Feste. Fin troppo esclusiva quella della coppia più glamour della serata: tavolo da quattro per Lapo Elkann e Goga Ashkenazi che ospitano da Cracco le due Marte, Marzotto e Brivio Sforza alla fine un po' annoiate dal tubare della coppietta. Vippume, invece, al Baretto con Gabriella Magnoni Dompé (Bottega Veneta con neoprene al posto della pelle), Marinella Di Capua, Adriano Teso con la Moglie Adriana Morino, Daniela Javarone accompagnata da Mario Furlan, Lorenzo Riva con Nicla Grizzetti, Renato Balestra. E Valeria Marini con Pablo Ardizzone, il visagista (fra le altre) di Simona Ventura. Molto più ingessata la seratona alla Società del Giardino con il premier Mario Monti, Pisapia, il maestro Daniel Barenboim e il sovrintendente Stéphane Lissner.
Ortaggi. Finocchi, ma anche banane e arance lanciati da una protesta dei i centri sociali che son bastati due fiocchi di neve per spegnere. Solito appuntamento, nel solito posto. Ma i tempi di Mario Capanna sono passati e i rivoluzionari ora parlano la lingua degli yankees. E sullo striscione adesso scrivono «Fuck austerity».
Lohengrin. L'eroe fragile wagneriano è stato più fragile che eroe. Steso sul lettino dello psicanalista e schiacciato dalle polemiche per aver scalzato Verdi dalla serata che avrebbe dovuto celebrarne il bicentenario della nascita (peraltro condiviso con Wagner) nel più verdiano dei teatri, si è rivelata scelta troppo intellettuale e poco di cuore. Tanto che gli applausi son mosci e la regia di Claus Guth si è beccata i prevedibili fischi. Come sempre troppo rischiosa la scelta di far slittare le cronologie e azzardato trasferire la trama dall'Alto Medioevo alla metà dell'Ottocento. Gelido il condominio di ringhiera a far da sfondo, angosciante la bara che passa sulla scena.

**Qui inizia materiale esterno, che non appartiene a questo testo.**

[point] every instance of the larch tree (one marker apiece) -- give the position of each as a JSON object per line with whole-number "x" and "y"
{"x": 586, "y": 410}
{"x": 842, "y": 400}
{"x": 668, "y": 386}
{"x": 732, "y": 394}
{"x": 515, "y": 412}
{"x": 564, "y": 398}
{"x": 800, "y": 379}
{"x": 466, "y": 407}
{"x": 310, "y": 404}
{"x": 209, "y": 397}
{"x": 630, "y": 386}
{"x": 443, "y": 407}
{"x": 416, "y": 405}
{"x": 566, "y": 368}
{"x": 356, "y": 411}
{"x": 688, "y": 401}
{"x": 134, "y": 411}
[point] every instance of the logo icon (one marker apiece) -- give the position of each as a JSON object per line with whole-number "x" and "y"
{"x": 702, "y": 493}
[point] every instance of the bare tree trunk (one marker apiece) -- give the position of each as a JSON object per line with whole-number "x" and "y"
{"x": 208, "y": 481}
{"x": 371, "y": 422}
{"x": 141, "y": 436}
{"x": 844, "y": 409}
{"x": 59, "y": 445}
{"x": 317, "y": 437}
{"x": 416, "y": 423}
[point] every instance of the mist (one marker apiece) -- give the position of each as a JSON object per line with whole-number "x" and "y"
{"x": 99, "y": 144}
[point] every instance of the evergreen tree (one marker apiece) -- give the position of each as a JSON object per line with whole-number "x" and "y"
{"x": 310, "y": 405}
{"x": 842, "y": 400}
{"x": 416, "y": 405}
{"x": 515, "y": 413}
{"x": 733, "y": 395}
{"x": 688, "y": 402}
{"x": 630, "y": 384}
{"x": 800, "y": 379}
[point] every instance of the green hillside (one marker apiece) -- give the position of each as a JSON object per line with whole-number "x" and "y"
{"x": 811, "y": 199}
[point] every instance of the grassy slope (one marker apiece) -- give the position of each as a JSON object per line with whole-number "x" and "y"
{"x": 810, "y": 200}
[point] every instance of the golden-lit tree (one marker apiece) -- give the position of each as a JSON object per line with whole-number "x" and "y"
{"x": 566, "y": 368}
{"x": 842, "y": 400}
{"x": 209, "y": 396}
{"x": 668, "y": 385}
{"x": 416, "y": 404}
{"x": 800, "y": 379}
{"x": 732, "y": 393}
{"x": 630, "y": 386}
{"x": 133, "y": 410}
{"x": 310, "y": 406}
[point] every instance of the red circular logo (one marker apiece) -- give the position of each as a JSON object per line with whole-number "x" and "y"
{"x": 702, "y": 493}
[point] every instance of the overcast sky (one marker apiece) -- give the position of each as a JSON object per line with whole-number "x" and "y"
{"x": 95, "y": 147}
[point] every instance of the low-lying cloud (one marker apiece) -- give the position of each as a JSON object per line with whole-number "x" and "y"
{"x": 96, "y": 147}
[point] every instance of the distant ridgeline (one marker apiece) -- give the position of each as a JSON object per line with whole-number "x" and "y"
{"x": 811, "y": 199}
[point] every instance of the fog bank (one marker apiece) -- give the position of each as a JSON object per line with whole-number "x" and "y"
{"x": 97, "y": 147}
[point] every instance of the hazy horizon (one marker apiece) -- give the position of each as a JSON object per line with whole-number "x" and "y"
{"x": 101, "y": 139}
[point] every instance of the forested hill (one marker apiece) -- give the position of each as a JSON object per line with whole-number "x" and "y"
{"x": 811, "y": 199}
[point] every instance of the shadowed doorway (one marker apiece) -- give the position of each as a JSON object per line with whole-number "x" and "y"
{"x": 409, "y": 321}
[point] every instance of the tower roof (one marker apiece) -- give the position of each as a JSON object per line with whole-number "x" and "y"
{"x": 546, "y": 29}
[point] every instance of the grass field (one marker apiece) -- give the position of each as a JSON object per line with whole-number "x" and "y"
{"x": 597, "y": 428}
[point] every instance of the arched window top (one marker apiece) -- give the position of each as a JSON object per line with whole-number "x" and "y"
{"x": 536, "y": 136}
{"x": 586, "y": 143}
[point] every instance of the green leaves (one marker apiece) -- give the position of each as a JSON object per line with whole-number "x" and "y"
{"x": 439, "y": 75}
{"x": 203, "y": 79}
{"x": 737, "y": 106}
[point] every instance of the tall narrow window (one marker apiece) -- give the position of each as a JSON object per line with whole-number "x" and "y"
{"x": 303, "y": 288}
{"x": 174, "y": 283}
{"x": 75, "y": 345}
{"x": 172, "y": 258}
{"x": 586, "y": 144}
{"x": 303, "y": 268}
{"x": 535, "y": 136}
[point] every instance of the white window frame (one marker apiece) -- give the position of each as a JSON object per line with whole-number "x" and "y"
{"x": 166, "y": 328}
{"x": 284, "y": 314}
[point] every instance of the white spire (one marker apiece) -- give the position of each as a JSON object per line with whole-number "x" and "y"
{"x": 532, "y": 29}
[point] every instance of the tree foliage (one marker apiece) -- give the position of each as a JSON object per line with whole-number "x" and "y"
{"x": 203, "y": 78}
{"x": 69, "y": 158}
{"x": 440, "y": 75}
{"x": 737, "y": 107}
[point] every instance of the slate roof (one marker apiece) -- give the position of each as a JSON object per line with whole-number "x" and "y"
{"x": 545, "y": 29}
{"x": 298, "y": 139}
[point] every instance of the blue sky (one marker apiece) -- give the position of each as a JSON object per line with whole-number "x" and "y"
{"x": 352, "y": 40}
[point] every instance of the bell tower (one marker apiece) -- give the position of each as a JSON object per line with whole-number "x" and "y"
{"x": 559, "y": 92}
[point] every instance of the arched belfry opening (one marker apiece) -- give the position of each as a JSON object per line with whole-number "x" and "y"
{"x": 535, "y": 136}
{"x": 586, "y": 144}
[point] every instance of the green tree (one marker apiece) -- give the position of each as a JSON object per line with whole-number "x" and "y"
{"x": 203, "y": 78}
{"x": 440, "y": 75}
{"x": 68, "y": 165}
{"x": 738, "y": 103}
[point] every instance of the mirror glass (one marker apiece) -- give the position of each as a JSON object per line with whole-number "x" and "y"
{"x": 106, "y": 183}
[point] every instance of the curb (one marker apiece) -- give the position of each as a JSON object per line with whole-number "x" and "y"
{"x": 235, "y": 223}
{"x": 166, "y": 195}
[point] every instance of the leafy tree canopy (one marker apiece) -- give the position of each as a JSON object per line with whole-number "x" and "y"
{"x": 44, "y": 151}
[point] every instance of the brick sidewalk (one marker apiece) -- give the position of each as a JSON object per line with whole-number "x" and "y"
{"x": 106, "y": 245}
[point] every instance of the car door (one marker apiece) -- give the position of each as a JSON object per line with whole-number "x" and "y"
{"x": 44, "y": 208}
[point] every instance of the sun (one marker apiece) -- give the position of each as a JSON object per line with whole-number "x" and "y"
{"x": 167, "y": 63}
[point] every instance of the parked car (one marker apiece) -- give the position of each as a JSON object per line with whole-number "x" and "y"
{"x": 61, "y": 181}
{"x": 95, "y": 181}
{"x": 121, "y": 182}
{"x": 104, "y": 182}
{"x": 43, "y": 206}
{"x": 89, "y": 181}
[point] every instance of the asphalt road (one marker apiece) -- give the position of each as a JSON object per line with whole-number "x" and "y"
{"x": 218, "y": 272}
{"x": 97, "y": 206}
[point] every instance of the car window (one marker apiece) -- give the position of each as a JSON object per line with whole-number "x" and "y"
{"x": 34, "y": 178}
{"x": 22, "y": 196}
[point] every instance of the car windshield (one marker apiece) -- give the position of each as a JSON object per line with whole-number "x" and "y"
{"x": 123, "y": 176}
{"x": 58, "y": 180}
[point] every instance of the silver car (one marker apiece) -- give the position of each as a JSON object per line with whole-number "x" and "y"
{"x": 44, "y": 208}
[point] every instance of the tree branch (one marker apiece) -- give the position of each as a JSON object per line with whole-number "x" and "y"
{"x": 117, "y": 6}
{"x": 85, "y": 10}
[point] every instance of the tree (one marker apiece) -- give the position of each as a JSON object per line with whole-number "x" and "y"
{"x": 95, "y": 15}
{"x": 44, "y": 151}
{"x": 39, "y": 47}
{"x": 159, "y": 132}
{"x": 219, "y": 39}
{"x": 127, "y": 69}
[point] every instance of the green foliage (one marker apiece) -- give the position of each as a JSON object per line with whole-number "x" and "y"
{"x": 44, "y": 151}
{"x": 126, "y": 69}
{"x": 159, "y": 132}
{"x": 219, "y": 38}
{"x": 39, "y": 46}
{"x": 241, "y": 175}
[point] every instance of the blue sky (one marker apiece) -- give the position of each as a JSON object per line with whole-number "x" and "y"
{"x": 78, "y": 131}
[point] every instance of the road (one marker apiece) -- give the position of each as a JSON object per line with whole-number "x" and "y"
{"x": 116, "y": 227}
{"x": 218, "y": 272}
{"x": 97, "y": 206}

Scala. Incassato il minimo storico delle personalità istituzionali (soprattutto straniere), il sovrintendente Lissner gongola presentando i conti: 2 milioni e 350 mila euro in cassaforte. Ma soprattutto «110mila euro in più dell'anno scorso. Lo spettacolo è costato molto meno e ha avuto più successo». A leggere i giornali, non tutti i critici la pensano così. Ma quello diceva che l'ottimismo è il sale della vita.
Traviata. La buona notizia per melomani e presenzialisti è che l'anno prossimo si torna a Verdi. In scena un'opera che in molti potranno canticchiare senza dover ammattire seguendo testi tradotti sul display delle poltroncine.